Given that golf has the oldest average TV audience of any major U.S. sport, with nearly two thirds of its typical viewers aged 55 or older according to Nielsen, it needs to get younger.

“Millennials are watching more and more sports on mobile devices, not on TV,” said Jimmy Lynn, a former AOL Sports executive and co-founder of mobile video startup Kiswe Mobile. “The mobile device is the center of their universe, and leagues are being smart as to how to tap into the millennials.”

PGA Tour Entertainment will produce the live streaming, with its hosts expected to add the morning coverage to their current duties. The tour will hire additional talent for PGA Tour Live, as well, though tour executives did not disclose specific plans.

The cost of PGA Tour Live has not yet been determined, but there will be some free content made available, Bowman said, and the live, featured pairings that are the centerpiece of the product will likely cost less than $10 per month.

For Bowman and MLBAM, the PGA Tour Live deal was one of familiarity and affinity. Bowman has deep, multiyear relationships with several tour executives, including Deputy Commissioner Jay Monahan, formerly an executive with Fenway Sports Group, the parent entity of the Boston Red Sox. MLBAM has been involved on other golf-related digital content, such as its support in recent years of Masters live streams. And MLBAM and the tour are partners in another OTT venture as well: 120 Sports.

Bowman, MLB’s president of business and media, is also a rabid golf fan, sneaking in a round of golf at the San Francisco Golf Club the morning of the April 28 afternoon press conference to announce the deal.

“It wasn’t too hard to get me to come out here; a lifelong golf fan,” he said last week during the announcement of the venture at the WGC-Cadillac Match Play event. “Baseball is first, but golf is a close second.”

Similar to the PGA Tour, Bowman saw an opportunity to leverage MLBAM’s expertise in live video streaming against that hole in the tour’s event coverage. As a result, PGA Tour Live will in part serve as a tablesetter for Golf Channel coverage later in the day on Thursdays and Fridays. It’s coverage that is expensive for networks to air.

MLBAM also intends to enable easy switching for users to go back and forth between the tour’s own, flagship mobile app and the forthcoming one for the video-driven PGA Tour Live.

“OTT ventures like this have to fit into the patchwork quilt of existing media deals,” Bowman said. “That said, this was one where there was a clear opportunity to better serve golf fans and give them more of what they’re looking for.”

PGA Tour Live initially will be marketed domestically but it is being made available globally, and the tour sees it as a way grow internationally.

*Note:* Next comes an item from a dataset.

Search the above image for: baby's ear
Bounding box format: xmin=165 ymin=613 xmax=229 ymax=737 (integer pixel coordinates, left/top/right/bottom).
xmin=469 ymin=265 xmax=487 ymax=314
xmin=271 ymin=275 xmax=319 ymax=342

“Don’t forget that we also set the pairings, so we will have the ability the tailor certain pairings for particular regions,” Goicouria said. “We think that will be very appealing.”

PGA Tour Live is targeting office workers who will stream to their cubicles, akin to what CBS and Turner do with March Madness Live.

“This is a unique property,” said Chris Russo, chief executive of sports digital and technology advisory firm Fifth Generation Sports. “It is taking Thursday and Friday coverage when people are not in front of TV sets and people are willing to watch on tablets and devices. MLBAM has built a great backbone, and it’s technology that many companies want to use. There is a lot of premium in the morning rounds that were not available.”